1950
The Turing Test
Alan Turing introduces in 'Computing Machinery and Intelligence' the question of whether machines can think, and the test that bears his name.
Can machines think?
In 1950, Alan Turing published one of the most influential papers in the history of science: Computing Machinery and Intelligence in the journal Mind. The paper opens with a deceptively simple question: "Can machines think?" Turing considered this question too vague to answer directly, and instead proposed a more concrete test — which he called the Imitation Game, later known as the Turing Test.
The Imitation Game
The test works as follows: a human interrogator communicates via text with two conversation partners — one human, one machine. If the interrogator cannot reliably determine which is which, the machine is said to have passed the test. Turing's key insight was that this operational question — can a machine behave indistinguishably from a human? — is more tractable than the philosophical question of whether a machine truly thinks or is conscious.
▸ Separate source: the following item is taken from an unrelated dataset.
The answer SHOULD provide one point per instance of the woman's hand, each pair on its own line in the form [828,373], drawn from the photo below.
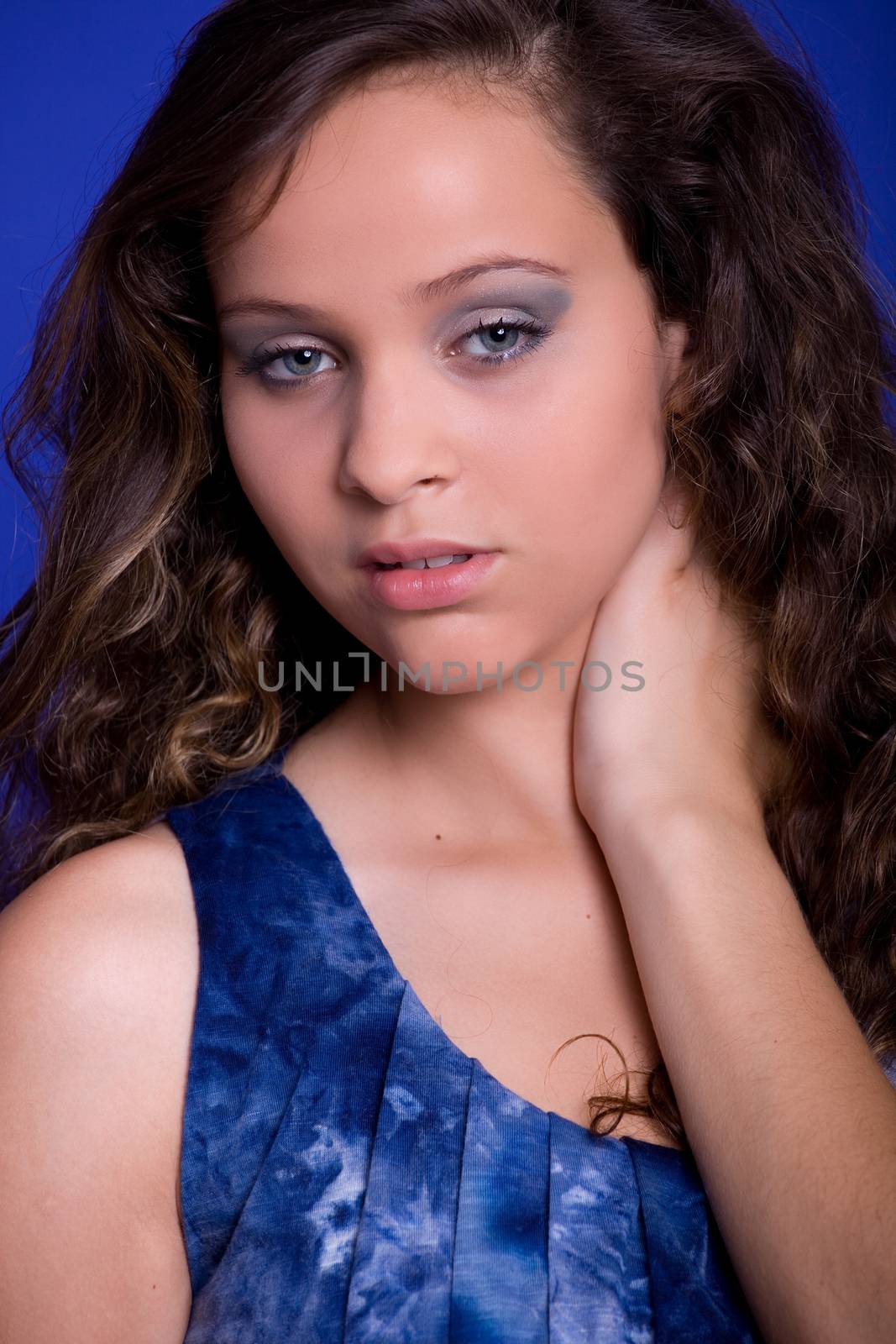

Predictions and objections
Turing predicted that by the year 2000, a machine would be able to fool an average interrogator 30% of the time in a five-minute conversation. He also systematically addressed nine common objections to the idea of thinking machines, including the theological objection, the argument from consciousness, and Gödel's incompleteness theorems. His rebuttals remain remarkably sharp and relevant today.
Influence and legacy
The Turing Test became the central reference point for AI research for decades. It defined the field's ambition: not just computing, but human-like intelligence. It also sparked decades of philosophical debate about the nature of mind, consciousness, and what it means to understand something. John Searle's Chinese Room argument (1980) was a direct response to Turing's framework. The test has been both celebrated and criticized — some argue it measures deception rather than intelligence — but its influence on shaping AI as a discipline is undeniable.
Turing himself was a tragic figure. Despite his enormous contributions to computing and the war effort as a codebreaker at Bletchley Park, he was prosecuted in 1952 for homosexuality and subjected to chemical castration. He died in 1954 at age 41, likely by suicide. In 2013 he received a royal pardon. The Turing Award — the highest prize in computer science — bears his name.
Sources
- Turing, A.M. (1950). Computing Machinery and Intelligence. Mind, 59(236), 433–460.
- Copeland, B.J. (2004). The Essential Turing. Oxford University Press.
- Searle, J. (1980). Minds, Brains, and Programs. Behavioral and Brain Sciences, 3(3), 417–424.